Po 40 minutach jazdy pociągiem docieramy do podwarszawskiego Milanówka. Jak pisał Wojciech Młynarski: miasto to ma szczególne miejsce w sercach poetów. Nawet Hanna Banaszak śpiewała kiedyś o truskawkach w Milanówku, na widelczyku srebrnym drżących. A my jedziemy sprawdzić, czy to rzeczywiście  miasto ogród. Pod dom pana Bralczyka proszę – anonsuję taksówkarzowi. A, do pana Jurka, już jedziemy, oczywiście. Tu, w małej, lecz urokliwej mieścinie, każdy  zna się z każdym. Pan Jerzy wita nas w przepięknym ogrodzie zaprojektowanym przez żonę. Siadamy wśród cudownej zielni i rozkoszując się zapachem stuletnich sosen, rozpoczynamy rozmowę.


Tekst:
Jack Grabowski
Zdjęcia: Łukasz Uszyński


Wydał pan książkę 500 zdań polskich. Proszę wybrać trzy ulubione zdania i powiedzieć, za co je pan szczególnie ceni.

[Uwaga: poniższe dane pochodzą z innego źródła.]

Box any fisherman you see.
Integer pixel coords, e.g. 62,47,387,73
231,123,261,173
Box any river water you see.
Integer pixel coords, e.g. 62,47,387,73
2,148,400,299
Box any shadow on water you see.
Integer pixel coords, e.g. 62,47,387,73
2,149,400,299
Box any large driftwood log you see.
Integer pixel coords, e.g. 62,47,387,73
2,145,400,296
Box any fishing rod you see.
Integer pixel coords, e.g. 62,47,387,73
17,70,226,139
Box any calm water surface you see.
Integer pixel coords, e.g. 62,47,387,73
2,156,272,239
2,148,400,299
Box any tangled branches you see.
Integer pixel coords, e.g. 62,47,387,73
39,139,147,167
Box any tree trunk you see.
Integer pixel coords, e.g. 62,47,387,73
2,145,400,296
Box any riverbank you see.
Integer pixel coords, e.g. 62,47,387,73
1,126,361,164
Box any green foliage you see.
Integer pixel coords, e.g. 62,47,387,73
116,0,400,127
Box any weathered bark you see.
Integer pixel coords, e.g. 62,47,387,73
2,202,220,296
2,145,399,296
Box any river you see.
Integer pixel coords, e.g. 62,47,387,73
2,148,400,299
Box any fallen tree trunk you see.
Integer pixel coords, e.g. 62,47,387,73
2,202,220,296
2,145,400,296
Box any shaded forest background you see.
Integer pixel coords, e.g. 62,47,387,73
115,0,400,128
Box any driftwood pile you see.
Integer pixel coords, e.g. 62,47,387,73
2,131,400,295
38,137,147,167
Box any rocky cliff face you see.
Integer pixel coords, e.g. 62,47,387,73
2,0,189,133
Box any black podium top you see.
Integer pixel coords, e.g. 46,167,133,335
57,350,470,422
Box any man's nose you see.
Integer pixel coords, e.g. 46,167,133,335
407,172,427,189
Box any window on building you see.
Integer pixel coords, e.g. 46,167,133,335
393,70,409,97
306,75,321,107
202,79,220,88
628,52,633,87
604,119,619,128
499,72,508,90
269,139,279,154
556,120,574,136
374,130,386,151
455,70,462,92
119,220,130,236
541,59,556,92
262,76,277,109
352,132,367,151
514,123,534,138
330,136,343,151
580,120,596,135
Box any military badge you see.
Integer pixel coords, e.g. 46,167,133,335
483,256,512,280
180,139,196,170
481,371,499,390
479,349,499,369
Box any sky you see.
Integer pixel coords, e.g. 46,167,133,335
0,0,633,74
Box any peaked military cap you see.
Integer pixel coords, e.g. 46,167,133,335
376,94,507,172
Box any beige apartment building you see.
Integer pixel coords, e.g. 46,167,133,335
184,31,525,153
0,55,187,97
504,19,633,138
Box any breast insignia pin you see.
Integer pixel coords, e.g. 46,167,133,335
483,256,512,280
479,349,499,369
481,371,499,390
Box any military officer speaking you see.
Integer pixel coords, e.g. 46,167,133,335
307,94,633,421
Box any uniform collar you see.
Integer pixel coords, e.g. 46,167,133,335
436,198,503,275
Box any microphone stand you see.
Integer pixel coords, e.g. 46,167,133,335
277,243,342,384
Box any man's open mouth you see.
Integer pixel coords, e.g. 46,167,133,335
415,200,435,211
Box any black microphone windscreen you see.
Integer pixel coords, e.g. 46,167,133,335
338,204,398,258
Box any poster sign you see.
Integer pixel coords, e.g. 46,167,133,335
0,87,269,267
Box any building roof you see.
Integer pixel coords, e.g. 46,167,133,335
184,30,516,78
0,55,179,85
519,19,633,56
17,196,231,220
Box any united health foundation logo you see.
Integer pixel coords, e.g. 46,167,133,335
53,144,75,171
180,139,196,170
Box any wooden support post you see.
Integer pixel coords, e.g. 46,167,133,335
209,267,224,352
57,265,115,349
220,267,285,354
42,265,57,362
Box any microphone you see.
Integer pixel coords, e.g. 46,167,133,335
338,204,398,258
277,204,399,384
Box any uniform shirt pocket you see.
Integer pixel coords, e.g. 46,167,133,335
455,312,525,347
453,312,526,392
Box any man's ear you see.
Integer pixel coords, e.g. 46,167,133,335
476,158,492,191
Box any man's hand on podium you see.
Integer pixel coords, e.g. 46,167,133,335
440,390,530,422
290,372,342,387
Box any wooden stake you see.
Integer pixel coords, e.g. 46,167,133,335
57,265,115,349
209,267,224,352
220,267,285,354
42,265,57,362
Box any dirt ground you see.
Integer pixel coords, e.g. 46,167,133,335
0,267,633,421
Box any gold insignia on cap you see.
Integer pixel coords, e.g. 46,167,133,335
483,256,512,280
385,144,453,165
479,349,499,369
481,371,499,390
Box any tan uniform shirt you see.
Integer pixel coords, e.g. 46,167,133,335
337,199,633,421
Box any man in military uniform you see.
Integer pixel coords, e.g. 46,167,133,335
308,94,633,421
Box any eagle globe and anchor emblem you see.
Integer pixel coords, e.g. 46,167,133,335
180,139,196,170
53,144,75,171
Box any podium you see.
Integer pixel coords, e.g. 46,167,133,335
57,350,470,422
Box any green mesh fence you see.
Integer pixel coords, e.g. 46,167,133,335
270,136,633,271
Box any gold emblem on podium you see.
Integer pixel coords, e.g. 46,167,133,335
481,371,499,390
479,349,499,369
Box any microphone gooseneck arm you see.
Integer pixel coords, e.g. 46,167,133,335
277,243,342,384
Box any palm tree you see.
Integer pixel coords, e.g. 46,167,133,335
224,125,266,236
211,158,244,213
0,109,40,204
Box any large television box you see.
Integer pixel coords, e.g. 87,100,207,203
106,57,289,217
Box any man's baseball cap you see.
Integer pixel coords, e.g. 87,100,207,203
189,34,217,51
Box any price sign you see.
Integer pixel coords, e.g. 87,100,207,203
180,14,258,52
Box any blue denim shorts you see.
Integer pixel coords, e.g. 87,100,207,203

Trudno wybrać trzy, gdyż stosujemy tu różne kryteria. Czasami jest to kryterium osobistej sympatii. Czasem jest to kryterium ważności. A czasami to kryterium piękna, czyli kryterium estetyczne. Jest jeszcze kryterium etyczne. Tak się składa, że dwa najkrótsze zdania, które można znaleźć w tym tomie, to są zdania, które prezentują bardzo szlachetne postawy. Jest to zdanie: Nic to, które powtarzał Wołodyjowski swojej żonie Basi, po to, by nie martwiła się jego przyszłą śmiercią. Także jest to zdanie na wskroś altruistyczne. A drugie to zdanie: Sie ma Jurka Owsiaka, które także pokazuje postawę prospołeczną. Są też zdania długie, lecz ważne dla nas, Polaków. Za takie należy uznać zdania rozpoczynające Pana Tadeusza lub nasz hymn narodowy. Lubię też zdania absurdalne, na przykład: Czarna krowa w kropki bordo gryzła trawę, kręcąc mordą. Albo palindromy, czyli zdania brzmiące tak samo – niezależnie, czy czytamy je od przodu do tyłu, czy odwrotnie, jak: Kobyła ma mały bok.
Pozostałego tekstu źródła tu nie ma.